Wasson Enterprise’s approach
As an example, Venu talked about WE’s portfolio company Cooler Screens, which develops digital doors for fridges and freezers in the retail setting. In just three years, Cooler Screens has raised over $100 million and made their way to a fast Series C.
“The way Wasson Enterprise helped with this rapid acceleration, Venu said, is they leveraged their strong network and experience in the retail and advertising space. With their network, WE helped Cooler Screens roll out nationwide in Walgreens stores, GetGo, Kroger, and other mass retailers.
“We’ve progressed quickly through our ability to pick up the phone call with top people at some of these retailers where we can accelerate commercial conversations, and they help our funding conversation. So, hands-on to us means being able to make introductions where we can be strategic, and being able to plug in on a functional area where we can be strategic.”
Boots on the ground
Brian Deutsch’s experience at XV Venture Capital is a little more “boots on the ground”. Wherever his companies are – even if that means flying to Germany to help broker an investment, going to trade shows to unpack boxes, or being on calls even if he’s on mute – that’s where he needs to be.
What that allows XV to do as the primary and sometimes only funding source is to anticipate funding needs prematurely, even before founders ask for it. Then again, this also means that they are forced to focus on a handful of companies and limit their portfolio to those that count.
“Contrary to popular sentiments among the investment community, founders don’t love asking for money. They only like to when they think that they have a strong chance of getting it, or when they badly need it. What we like to do is be there in that interim space to say, ‘hey, look, this is something that we would get behind and fund,’ and we don’t need the founders to come ask for it. The only way for us to know those opportunities is if we’re there on a daily basis. So for us, that’s truly what it means.”
Under-coachability vs. over-coachability
Some companies like to be coached; others, not so much. The question is, how much advice does a VC have to give without actually running the company? Brain and Venu had different answers.
For Venu, having an open dialogue is the key to balancing under- or over-coachability. By being “in-the-know” with what’s currently going on in the company, they know exactly when to step in and share their two cents on an important decision, and then discuss it with the board.
“We want to be a partner, but we don’t want to give unsolicited advice. Therefore, having intimate knowledge within the inner workings of our portfolio company at any given point in time and providing advice based on our experiences is key. I think open dialogue leads to more open dialogue, and information leads to balancing that coachability factor.”

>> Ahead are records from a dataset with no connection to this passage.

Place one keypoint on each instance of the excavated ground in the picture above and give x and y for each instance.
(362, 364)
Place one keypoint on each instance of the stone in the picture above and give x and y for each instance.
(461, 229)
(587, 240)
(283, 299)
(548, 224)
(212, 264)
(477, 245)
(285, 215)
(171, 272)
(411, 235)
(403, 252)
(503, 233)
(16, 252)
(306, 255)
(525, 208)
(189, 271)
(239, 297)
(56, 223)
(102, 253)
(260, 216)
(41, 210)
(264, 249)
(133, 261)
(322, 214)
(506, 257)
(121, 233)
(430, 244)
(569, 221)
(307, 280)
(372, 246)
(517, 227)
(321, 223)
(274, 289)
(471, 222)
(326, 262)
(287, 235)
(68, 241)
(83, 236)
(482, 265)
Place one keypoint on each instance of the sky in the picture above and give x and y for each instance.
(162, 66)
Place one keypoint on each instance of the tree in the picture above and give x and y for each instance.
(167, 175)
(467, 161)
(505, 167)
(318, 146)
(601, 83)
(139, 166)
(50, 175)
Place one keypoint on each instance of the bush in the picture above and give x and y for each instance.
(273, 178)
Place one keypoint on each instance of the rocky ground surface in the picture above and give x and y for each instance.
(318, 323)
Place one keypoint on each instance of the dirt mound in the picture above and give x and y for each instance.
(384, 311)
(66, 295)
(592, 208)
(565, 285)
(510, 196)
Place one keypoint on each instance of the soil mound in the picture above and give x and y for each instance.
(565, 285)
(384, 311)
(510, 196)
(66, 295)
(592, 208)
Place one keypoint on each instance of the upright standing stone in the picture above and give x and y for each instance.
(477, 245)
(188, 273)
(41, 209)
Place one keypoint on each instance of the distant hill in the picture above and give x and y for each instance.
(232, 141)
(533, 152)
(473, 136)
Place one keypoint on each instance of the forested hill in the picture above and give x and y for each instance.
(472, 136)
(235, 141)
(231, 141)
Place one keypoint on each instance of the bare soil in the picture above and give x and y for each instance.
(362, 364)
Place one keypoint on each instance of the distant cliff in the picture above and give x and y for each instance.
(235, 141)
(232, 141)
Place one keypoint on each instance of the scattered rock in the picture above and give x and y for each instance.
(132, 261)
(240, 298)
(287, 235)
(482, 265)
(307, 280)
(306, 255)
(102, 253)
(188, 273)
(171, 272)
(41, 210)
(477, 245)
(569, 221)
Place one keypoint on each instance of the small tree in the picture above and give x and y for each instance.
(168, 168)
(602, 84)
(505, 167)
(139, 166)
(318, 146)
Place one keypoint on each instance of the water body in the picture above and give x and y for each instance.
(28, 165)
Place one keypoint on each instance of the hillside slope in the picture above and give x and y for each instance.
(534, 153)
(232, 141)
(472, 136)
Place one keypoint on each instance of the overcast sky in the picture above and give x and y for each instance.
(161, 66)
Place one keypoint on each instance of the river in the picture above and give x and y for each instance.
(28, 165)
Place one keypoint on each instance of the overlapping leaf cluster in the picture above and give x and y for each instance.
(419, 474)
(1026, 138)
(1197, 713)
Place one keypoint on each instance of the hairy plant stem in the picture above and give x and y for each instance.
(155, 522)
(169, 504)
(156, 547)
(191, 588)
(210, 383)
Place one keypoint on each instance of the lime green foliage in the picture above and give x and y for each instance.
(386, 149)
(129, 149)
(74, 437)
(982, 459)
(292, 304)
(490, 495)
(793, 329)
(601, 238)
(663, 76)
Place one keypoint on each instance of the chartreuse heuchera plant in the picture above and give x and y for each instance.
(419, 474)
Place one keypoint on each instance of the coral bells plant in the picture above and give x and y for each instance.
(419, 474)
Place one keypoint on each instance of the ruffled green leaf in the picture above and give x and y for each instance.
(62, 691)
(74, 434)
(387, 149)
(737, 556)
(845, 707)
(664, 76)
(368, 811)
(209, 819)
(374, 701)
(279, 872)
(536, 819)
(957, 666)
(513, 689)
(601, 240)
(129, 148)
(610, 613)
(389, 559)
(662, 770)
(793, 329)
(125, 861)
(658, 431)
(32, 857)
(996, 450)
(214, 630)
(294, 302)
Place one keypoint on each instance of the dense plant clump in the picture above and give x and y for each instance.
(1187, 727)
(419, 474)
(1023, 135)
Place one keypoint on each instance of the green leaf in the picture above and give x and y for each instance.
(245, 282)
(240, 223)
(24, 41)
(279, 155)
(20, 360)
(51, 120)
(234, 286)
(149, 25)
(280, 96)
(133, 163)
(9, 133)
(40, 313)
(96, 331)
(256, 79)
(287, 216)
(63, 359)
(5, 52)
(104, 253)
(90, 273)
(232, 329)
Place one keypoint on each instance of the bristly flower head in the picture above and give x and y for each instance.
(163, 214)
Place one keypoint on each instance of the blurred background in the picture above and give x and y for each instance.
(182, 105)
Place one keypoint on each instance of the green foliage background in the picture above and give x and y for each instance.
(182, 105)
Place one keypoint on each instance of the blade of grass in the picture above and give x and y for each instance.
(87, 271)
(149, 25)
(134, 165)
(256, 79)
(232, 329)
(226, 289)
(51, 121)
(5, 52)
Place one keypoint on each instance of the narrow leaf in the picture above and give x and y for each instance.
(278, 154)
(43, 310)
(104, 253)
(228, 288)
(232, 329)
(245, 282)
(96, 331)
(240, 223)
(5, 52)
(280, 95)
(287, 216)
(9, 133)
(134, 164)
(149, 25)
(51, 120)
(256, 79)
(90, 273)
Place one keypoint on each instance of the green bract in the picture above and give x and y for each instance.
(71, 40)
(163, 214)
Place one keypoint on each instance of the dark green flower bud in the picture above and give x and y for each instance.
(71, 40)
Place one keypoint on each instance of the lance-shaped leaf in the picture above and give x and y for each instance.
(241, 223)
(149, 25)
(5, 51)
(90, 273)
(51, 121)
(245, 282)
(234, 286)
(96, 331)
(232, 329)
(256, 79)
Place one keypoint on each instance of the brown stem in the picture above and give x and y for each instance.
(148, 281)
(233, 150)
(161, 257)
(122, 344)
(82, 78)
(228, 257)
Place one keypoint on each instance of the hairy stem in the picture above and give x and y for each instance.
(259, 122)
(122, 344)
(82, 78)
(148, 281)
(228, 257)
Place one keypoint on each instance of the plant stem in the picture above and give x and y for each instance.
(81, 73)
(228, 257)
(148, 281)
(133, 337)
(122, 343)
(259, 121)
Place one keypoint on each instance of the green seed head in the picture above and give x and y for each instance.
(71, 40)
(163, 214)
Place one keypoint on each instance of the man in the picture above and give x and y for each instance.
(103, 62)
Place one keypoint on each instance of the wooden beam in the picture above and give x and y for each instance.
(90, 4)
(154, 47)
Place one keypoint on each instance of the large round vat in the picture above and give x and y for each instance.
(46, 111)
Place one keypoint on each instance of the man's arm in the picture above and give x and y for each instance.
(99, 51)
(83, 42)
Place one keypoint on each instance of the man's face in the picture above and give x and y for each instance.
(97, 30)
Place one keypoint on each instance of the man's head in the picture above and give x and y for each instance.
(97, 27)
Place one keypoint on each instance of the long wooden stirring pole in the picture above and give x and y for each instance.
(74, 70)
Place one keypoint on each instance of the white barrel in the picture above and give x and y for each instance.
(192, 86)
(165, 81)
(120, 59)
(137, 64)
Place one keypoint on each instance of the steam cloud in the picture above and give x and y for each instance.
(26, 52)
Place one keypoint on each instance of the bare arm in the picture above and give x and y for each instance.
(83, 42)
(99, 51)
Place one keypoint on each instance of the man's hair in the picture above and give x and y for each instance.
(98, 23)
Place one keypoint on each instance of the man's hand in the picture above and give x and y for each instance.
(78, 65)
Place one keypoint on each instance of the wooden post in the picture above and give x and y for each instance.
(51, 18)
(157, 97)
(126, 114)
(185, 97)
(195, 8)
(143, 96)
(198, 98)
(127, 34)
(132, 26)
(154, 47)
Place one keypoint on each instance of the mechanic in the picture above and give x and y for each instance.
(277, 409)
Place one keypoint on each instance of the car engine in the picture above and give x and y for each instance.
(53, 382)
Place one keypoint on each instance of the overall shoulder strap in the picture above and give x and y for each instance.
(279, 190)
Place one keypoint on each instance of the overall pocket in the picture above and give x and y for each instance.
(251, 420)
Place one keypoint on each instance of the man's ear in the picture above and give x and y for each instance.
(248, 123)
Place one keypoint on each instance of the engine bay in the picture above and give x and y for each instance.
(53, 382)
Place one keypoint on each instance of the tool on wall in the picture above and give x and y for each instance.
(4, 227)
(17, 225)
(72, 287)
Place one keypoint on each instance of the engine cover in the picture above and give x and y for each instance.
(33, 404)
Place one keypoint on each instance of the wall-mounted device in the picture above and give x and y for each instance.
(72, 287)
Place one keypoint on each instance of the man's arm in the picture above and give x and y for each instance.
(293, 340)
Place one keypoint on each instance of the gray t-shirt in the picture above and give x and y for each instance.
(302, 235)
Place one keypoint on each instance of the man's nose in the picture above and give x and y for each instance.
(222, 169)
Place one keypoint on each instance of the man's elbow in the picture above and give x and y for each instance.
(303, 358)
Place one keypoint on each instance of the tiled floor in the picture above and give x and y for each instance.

Meanwhile, Brian doesn’t think too much about over- or under-coachability; instead, he looks at domain expertise and knowing when it’s best to give advice. If they have more experience in a particular domain than a company’s founders, that’s when they do coaching. However, if the opposite is apparent, then it’s best to leave it up to them.
“If you are the expert in your domain, which if I’ve given you money you probably are, you should be in no need of hand-holding. But when it comes to ancillary parts of running a business, if you’ve never done it before, you should probably be more open-minded. The question we like to ask ourselves is ‘is this an area where we know more about? Do we have more credibility?’ That’s typically how we bifurcate the amount of effort we give and the amount of responsiveness we expect to receive.”
As Brian put it, “there is no typical VC”; every VC may have a different approach. But one thing they all share in common is that they like to be hands-on, especially before shelling out any money. For first-time entrepreneurs still trying to find their way, VC expertise is a godsend and there’s no such thing as too much good advice.
Meet the Speakers
Venu Raghavan is VP of Strategy and Development at Wasson Enterprise, a Chicago-based single family office committed to creating a meaningful legacy by building businesses that have a lasting positive impact. Brian Deutsch is the Founder of XV Venture Capital, a Glenview-based investor/ advisor that focuses on seed-stage investments across industries and geographies in the United States.